We anticipate funding projects that explore consonance between evolution and Christian faith. Proposals will not be considered if they reject (or at least do not helpfully inform) historic, creedal Christianity (e.g. historical Resurrection, high view of Scripture,etc.) or if they reject the conclusions of mainstream science (e.g. old earth, common descent, etc.). Please note that this does not mean all grantees must be ardent supporters of evolutionary creation. Church leaders, for example, may be interested in exploring the ramifications for their tradition if evolution were true, even though they personally remain unsure. Also, teams may represent a variety of viewpoints.

So, proposals will be rejected if they do not adhere to the “conclusions of mainstream science”? This doesn’t sound like a group that’s willing to listen to the arguments and research of those scientists who disagree with BioLogos, despite what Dr. Tilling says to the contrary. We have found in the past that what they mean by “conclusions of mainstream science” is evolution and millions of years.

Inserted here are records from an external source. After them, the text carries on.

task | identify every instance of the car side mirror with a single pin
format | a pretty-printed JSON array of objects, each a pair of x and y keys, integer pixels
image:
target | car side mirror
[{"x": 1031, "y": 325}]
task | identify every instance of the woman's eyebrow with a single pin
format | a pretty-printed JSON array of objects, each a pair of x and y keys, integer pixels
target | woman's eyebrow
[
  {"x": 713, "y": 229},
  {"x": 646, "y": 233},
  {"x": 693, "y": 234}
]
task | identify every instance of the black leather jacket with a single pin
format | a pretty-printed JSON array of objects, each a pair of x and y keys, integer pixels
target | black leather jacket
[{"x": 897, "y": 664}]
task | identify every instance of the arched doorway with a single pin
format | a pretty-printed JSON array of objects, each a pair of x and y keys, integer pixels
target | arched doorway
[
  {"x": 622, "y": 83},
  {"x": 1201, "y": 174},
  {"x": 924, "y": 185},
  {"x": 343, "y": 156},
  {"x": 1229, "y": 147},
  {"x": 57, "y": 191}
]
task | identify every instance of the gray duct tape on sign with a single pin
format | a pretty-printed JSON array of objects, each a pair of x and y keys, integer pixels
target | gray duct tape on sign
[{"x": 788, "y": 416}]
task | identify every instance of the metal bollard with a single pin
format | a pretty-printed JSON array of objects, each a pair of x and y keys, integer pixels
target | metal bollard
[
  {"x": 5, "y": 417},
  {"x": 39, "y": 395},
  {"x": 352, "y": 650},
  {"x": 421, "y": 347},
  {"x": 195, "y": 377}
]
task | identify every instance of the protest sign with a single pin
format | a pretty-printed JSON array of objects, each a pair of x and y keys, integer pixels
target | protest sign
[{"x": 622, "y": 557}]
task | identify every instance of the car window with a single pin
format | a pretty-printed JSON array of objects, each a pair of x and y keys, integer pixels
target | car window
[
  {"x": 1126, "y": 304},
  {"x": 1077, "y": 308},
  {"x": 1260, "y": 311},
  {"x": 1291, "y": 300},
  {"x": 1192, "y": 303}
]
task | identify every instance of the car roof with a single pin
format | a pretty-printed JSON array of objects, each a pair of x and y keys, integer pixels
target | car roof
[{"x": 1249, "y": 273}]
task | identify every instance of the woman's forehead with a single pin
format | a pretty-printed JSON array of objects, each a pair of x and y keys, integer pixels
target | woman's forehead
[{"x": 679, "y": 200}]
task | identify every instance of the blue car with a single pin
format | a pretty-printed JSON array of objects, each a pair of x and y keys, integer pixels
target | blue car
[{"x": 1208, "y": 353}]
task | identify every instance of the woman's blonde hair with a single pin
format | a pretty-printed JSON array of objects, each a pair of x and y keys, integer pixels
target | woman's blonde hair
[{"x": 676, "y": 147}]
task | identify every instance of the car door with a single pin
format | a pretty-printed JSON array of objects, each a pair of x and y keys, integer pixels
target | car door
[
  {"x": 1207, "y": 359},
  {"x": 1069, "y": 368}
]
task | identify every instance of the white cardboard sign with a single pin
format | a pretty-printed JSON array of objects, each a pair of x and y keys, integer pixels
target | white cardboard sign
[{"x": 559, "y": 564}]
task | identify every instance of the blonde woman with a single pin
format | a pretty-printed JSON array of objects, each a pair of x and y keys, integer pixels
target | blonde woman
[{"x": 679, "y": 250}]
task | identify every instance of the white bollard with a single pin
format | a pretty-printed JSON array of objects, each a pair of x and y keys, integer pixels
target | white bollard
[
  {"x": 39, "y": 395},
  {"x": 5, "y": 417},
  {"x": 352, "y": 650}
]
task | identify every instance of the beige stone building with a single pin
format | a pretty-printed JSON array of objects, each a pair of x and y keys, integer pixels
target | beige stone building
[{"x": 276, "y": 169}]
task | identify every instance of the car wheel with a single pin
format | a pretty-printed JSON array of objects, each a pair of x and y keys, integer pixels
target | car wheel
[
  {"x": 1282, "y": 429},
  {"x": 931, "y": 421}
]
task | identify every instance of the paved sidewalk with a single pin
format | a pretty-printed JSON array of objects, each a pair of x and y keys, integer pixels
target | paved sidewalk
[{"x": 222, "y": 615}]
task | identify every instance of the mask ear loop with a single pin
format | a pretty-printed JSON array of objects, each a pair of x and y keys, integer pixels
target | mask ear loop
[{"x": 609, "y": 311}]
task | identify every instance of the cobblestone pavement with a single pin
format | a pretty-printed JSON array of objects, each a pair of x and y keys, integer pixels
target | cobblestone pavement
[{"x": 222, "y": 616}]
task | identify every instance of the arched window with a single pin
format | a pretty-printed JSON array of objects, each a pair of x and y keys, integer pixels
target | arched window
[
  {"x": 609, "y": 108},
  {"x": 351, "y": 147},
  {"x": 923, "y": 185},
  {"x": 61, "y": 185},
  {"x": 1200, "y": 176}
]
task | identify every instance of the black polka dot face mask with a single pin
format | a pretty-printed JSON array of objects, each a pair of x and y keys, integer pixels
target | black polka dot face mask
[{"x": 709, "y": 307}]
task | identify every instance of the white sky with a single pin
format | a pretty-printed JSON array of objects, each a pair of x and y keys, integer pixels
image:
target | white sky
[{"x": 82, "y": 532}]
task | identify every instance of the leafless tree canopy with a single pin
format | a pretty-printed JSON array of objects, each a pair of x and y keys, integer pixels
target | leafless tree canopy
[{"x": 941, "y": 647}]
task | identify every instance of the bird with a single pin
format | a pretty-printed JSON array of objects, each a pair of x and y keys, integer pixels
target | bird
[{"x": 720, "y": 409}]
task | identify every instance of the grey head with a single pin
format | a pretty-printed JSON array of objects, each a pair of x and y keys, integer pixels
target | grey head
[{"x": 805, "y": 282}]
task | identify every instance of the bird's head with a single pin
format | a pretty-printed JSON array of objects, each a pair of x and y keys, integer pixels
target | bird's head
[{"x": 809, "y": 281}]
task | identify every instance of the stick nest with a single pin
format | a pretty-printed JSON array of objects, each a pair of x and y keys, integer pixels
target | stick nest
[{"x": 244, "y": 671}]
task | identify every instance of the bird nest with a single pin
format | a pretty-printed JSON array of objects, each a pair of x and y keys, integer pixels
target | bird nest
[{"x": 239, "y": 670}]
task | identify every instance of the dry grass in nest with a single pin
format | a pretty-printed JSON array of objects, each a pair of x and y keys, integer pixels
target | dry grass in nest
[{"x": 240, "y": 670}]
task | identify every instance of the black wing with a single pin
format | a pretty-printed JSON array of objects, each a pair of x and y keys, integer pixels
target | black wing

In fact, isn’t the dismissal of any viewpoint other than their own really a demonstration of “fright” on their part? Young earth creationists are often accused of coming to conclusions (based on Scripture) and finding supporting facts later, but if the above paragraph is not a clear example of simply concluding from the outset that God used evolution to create—and then giving grants to find the supporting information—I’m not sure what is.

It is obvious—if AiG were to apply for such research grants, we would be rejected!

It is sad to see millions of dollars being given for research that encourages more Christians to compromise God’s Word and believe in evolutionary ideas. Imagine how AiG could use such funds to teach people the truth about Genesis!